B-Tagging through Latent Representation and GNN at the CMS Experiment.
In High Energy Physics, jets are seen as collections of hadrons originating from the production of a quark or gluon. The reconstructed jets are predominantly in the direction of propagation of the original quark or gluon and carry its momentum. In experiments such as the CMS, we can obtain the energy deposition (described in the eta-phi plane) of this collection of hadrons through specialized detectors called calorimeters. Jets are frequently one of the main contributors to the data retrieved from high-energy collisions.
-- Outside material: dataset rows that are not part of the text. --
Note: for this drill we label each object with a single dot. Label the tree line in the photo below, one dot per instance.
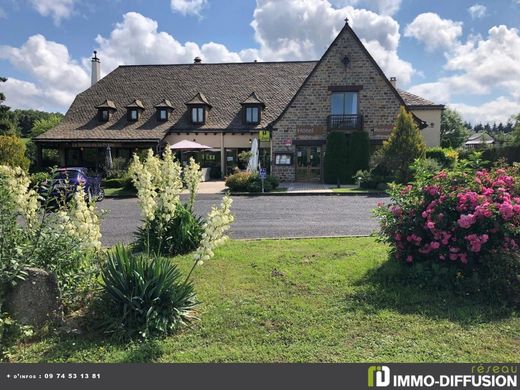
(455, 132)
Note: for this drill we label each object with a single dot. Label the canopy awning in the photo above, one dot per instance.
(189, 145)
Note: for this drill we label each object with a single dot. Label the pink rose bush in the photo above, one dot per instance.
(454, 217)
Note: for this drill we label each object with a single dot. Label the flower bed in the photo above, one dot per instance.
(464, 218)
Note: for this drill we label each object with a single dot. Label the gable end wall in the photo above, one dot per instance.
(378, 101)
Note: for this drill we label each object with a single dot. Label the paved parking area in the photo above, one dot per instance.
(262, 216)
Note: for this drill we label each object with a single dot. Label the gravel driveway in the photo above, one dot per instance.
(262, 217)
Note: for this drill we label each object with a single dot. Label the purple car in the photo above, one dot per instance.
(65, 181)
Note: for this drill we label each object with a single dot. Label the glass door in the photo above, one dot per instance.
(308, 163)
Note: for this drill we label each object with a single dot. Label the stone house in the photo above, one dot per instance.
(288, 106)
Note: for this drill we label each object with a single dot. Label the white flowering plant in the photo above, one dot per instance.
(144, 295)
(66, 242)
(169, 227)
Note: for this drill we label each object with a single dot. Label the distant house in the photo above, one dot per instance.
(479, 141)
(290, 107)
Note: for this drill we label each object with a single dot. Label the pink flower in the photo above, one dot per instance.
(465, 221)
(506, 211)
(463, 258)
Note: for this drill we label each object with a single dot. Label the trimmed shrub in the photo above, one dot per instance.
(38, 178)
(447, 158)
(12, 152)
(336, 168)
(238, 182)
(250, 182)
(403, 147)
(509, 153)
(458, 228)
(144, 297)
(359, 151)
(123, 182)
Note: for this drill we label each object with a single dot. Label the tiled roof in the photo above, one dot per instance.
(413, 100)
(224, 86)
(198, 99)
(253, 99)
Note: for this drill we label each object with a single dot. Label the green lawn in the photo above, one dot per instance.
(315, 300)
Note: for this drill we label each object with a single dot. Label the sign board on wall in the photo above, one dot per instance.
(264, 136)
(310, 130)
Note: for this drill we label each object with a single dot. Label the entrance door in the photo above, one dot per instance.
(308, 163)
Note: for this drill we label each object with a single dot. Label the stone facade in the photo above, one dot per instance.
(305, 118)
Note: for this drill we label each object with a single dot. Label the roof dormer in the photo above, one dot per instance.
(198, 109)
(134, 110)
(253, 107)
(164, 108)
(105, 109)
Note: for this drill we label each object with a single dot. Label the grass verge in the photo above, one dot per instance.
(313, 300)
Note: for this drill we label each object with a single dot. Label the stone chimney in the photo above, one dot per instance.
(96, 69)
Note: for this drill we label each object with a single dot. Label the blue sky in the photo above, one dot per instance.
(458, 52)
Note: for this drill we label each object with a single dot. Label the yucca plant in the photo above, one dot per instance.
(181, 235)
(145, 297)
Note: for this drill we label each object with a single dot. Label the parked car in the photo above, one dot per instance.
(65, 182)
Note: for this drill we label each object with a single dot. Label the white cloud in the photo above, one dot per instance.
(498, 110)
(434, 32)
(481, 66)
(303, 29)
(59, 77)
(188, 7)
(153, 46)
(477, 11)
(58, 9)
(383, 7)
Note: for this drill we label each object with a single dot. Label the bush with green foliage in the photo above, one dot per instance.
(65, 242)
(403, 147)
(144, 297)
(250, 182)
(447, 158)
(12, 152)
(181, 235)
(336, 167)
(39, 178)
(458, 228)
(453, 131)
(358, 152)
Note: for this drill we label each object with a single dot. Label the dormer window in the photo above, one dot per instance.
(198, 115)
(133, 115)
(163, 110)
(104, 115)
(252, 109)
(163, 114)
(198, 109)
(252, 115)
(105, 109)
(134, 110)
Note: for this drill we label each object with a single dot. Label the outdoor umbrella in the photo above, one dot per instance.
(188, 145)
(108, 158)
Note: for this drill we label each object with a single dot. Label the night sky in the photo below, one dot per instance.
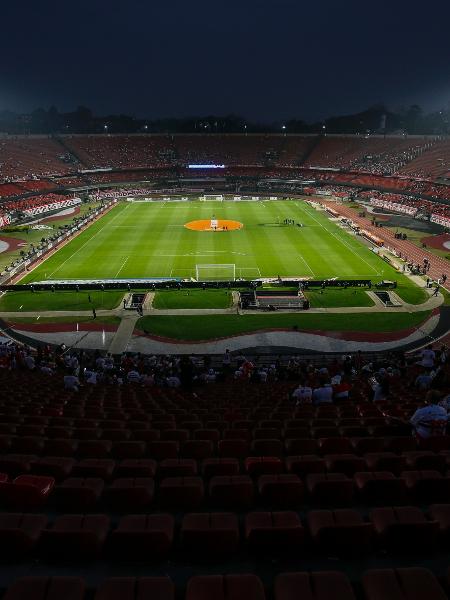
(263, 59)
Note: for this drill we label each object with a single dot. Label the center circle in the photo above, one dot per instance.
(214, 225)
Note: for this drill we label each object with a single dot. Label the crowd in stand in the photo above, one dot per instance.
(30, 203)
(333, 380)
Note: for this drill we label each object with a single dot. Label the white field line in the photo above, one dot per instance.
(86, 242)
(123, 264)
(307, 265)
(343, 242)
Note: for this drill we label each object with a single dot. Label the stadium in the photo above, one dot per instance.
(224, 340)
Because of this, algorithms for the classification of jets are a relevant research subject.
In this work, we focused on the jets originating from the bottom quark (b-Jets). Accurately identifying b jets is crucial when studying and characterizing various channels, such as top quark events and numerous new physics scenarios. This process holds significant relevance in experimental HEP, as it allows physicists to distinguish events involving b quarks from other particle interactions.
We propose to explore the use of two Machine Learning techniques(Latent Representation and Graph Neural Networks) in the discrimination of b-jets from c-jets and and jets from other flavors (u,d,s or gluons). For this purpose, the trajectories of the charged particles (tracks) within the jets and the flavour from Monte Carlo Truth were combined with the information from the jets themselves to create a concatenated vector of the jet-track system. After this initial representation, a Convolutional AutoEncoder architecture was employed to map these vectors to a latent space to obtain a new representation that could distinguish
features different jet flavours. This latent representation was then used to build a graph model of the entire jet, which was then fed to a Graph Neural Network for the flavour discrimination learning.